Record-high oil prices only steepened the industry's climb back to recovery. Major airlines have hiked fuel surcharges and added baggage fees to cushion the increased costs. Others have also slashed jobs and services. Last month, Air Canada - the country's largest airline - announced 2,000 staff cuts and a seven-per-cent reduction in its routes, followed this week with a decision by its regional carrier Jazz to eliminate 270 positions and trim its flights by five per cent.
"We're entering a stage where environmental consciousness [about carbon-emitting airplanes] and high prices will deter air travel," says D'Cruz.
All this as another wave of airport expansion is underway.
"The difficulty is that the airlines are on a different time horizon than the airports," says Paul Dempsey, director of the Institute of Air and Space Law at McGill University.
"Airport infrastructure has to be planned and financed years ahead of time in order to meet the capacity demands of the future," he said. "The airlines are faced with immediate problems of profitability and for them, at the moment, this is not the time to expand. The difficulty is that building a terminal or building a runway or adding a runway requires a much longer time horizon."
This dichotomy between supply and demand is not lost on some passengers. At the Winnipeg International Airport, for example, it was not entirely certain why a new terminal was being built in the first place.
"I'm through the airport about six times a year and it never seems to be busy compared to the Toronto airport," said Paul Hurley, a Toronto software sales executive. "I don't really see the demand for a new terminal."
But demand is indeed there, according to the airports, with record passenger levels being recorded across the country.
Daniel-Robert Gooch, the CAC's communications director, says passenger numbers have now "passed the pre-2001 level" and airports are well-positioned to handle the increase in traffic. "We knew this was coming so airports had to invest in their infrastructure programs," he says, adding that between 1991 and 2006 passenger levels have risen by 50 per cent.
To fund these expansion projects, most airport operators have imposed fees on passengers and raised money in the bond markets - this, says D'Cruz, with the "implicit guarantee" of governments because of the operators' status as privatized not-for-profit or "corporatized" entities.

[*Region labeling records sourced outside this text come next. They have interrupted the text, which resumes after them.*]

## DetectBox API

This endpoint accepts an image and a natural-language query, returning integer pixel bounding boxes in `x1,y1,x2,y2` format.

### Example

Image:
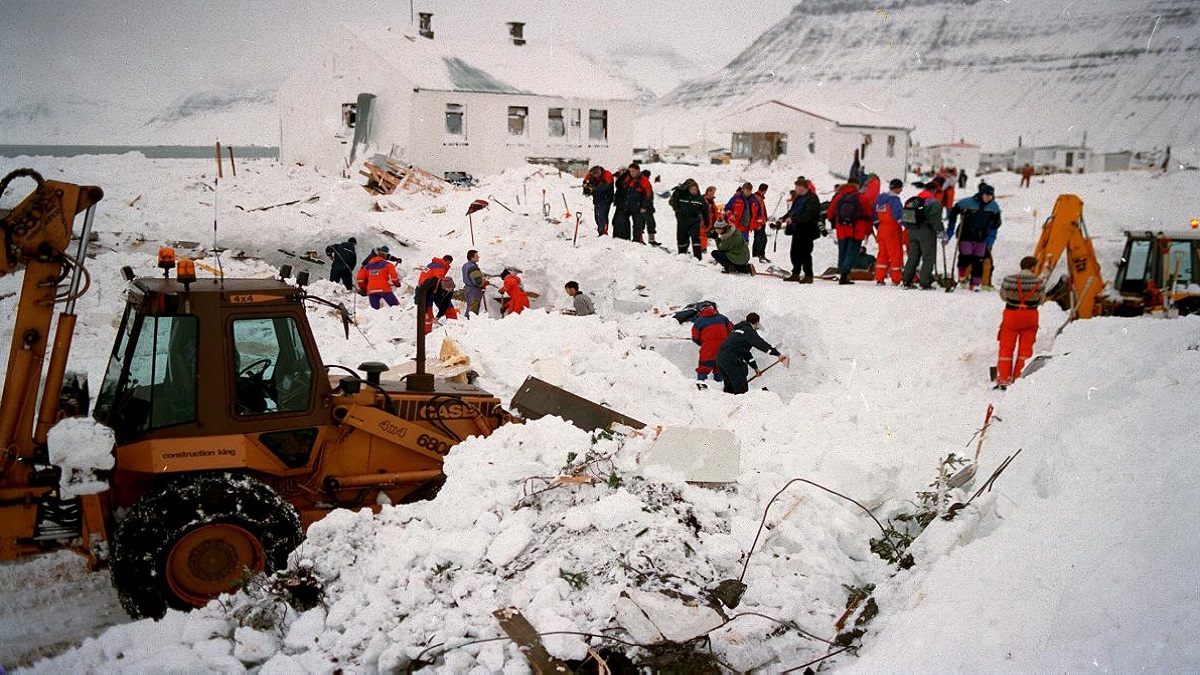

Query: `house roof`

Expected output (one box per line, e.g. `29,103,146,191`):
761,98,913,131
344,25,636,101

As a result, he says, they have "an excessive amount of debt" on their books.
"It's clear that the corporatization of the Canadian airports has led to an exorbitant amount of gold plating," says Dempsey. "They are increasingly beautiful but they are increasingly expensive."
"Building beautiful terminal facilities with lots of stone and waterfalls may facilitate the pleasure of the experience of the people who walk through the airport but it's a cost that has to be incurred ultimately by the airlines and their passengers."
Adds D'Cruz: "This is called the edifice complex."
The flip side, according to the CAC, is that airport authorities are much more than money collectors with big ambitions - they also contribute to the local economies, especially in the area of tourism, which is the main engine that is expected to power growth in the industry.
The CAC says airports also give, not just take - together paying nearly $300 million a year to the federal government in airport rent.
Personally, in the case of the Ottawa Airport, expansion was immediately necessary thanks to years of neglect on the part of Transport Canada (I suspect this was the case of pretty much every airport authority in Canada when they took their airport over). The second expansion was justified on the costs of operating the old terminal. Now they have a nicer airport, with lower annual costs.